In 2020, equity declined by €3.5 bn (-6.1%) and increased by €2.3 bn (+4.2%) in 2021. It was lower by €1.2 bn (-2.1%) in 2021 compared to pre COVID-19.
Assessing corporate financial distress
In 2020, in total, 59.6% of firms were estimated to have losses with €4.6 bn in net losses (before depreciation and amortisation –D&A), while the rest firms were profitable with net profits (excl. D&A) of €5.3 bn. Of the 12,236 firms in our sample, 25.7% had a negative cash position (cash shortfall) of €2.3 bn. In our sample, 26.2% of firms recorded a working capital shortfall of €2.9 bn.

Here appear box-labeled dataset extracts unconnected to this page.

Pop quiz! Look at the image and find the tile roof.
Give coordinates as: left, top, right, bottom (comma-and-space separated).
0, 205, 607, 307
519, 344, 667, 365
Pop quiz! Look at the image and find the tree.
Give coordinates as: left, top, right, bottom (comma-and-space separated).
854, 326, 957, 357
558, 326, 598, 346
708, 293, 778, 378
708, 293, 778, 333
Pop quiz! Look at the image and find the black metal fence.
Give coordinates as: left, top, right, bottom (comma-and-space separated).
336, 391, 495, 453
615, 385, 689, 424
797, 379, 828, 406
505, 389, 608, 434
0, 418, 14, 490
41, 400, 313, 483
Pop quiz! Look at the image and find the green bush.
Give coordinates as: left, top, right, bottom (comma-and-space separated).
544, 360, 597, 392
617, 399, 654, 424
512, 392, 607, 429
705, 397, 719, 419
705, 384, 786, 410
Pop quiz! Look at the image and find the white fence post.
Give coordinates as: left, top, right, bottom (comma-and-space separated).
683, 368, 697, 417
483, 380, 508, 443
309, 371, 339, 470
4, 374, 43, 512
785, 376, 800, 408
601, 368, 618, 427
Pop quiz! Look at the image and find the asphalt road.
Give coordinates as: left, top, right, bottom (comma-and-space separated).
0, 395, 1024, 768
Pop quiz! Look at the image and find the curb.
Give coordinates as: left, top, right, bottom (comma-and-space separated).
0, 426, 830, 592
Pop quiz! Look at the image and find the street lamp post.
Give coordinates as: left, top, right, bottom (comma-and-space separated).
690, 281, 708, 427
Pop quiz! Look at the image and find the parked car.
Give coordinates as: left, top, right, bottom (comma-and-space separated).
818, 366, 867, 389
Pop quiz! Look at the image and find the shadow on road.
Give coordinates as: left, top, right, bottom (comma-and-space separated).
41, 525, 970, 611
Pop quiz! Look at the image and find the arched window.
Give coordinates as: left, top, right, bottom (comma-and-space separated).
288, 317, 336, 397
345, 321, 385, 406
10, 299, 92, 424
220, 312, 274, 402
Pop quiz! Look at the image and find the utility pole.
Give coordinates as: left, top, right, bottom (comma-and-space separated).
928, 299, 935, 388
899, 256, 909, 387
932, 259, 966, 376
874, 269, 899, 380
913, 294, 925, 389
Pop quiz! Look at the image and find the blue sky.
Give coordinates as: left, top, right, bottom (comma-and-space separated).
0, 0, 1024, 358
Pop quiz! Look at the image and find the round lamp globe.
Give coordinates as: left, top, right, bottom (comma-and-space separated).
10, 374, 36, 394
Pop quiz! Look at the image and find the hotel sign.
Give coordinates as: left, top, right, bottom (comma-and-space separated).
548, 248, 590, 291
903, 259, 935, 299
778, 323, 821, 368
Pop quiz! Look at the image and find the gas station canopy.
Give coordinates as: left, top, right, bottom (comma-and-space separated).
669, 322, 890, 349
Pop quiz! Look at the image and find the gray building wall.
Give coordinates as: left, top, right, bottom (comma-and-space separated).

In 2021, 22.3% of firms were estimated to have losses, with net losses (excl. D&A) of €1 bn, while the rest firms had net profits (excl. D&A) of €7.5 bn. This trend marked an improvement compared with 2020 in terms of both level and share, signalling the gradual return of the companies to their pre-COVID-19 status. Of the 12,236 firms in our sample, 14.6% had a negative cash position (cash shortfall) of €921 mn. In our sample, 13% of the firms recorded a working capital shortfall of €843 mn.
Examining equity stress
Despite the improved income and mitigated liquidity pressure in 2021 compared to 2020, firms were not left unscathed. In 2021, firms with negative equity estimated to be 15.8%, up from 12% pre-COVID-19. The level of negative equity expanded by 96.7% in 2021 compared to the pre-COVID-19 period, resulting in a total negative equity of €5.3 bn. In other words, we estimated an additional €2.6 bn equity gap during the pandemic. In our sample, 4.4% of the firms were ‘scarred’ by the pandemic, given that they had positive equity pre-COVID-19 but negative in 2021. Nevertheless, 83.6% of firms that were solvent pre-COVID-19 remained solvent in 2021.
Stress testing our ERS
In 2020, a massive number of companies saw a deterioration in their ratings. After the macro improvement of 2021, most companies returned to their pre-COVID-19 ratings. However, we recorded a higher concentration at the edges of the distribution in 2021 compared to pre-COVID-19 (i.e. to ‘a’ and ‘d’ ratings).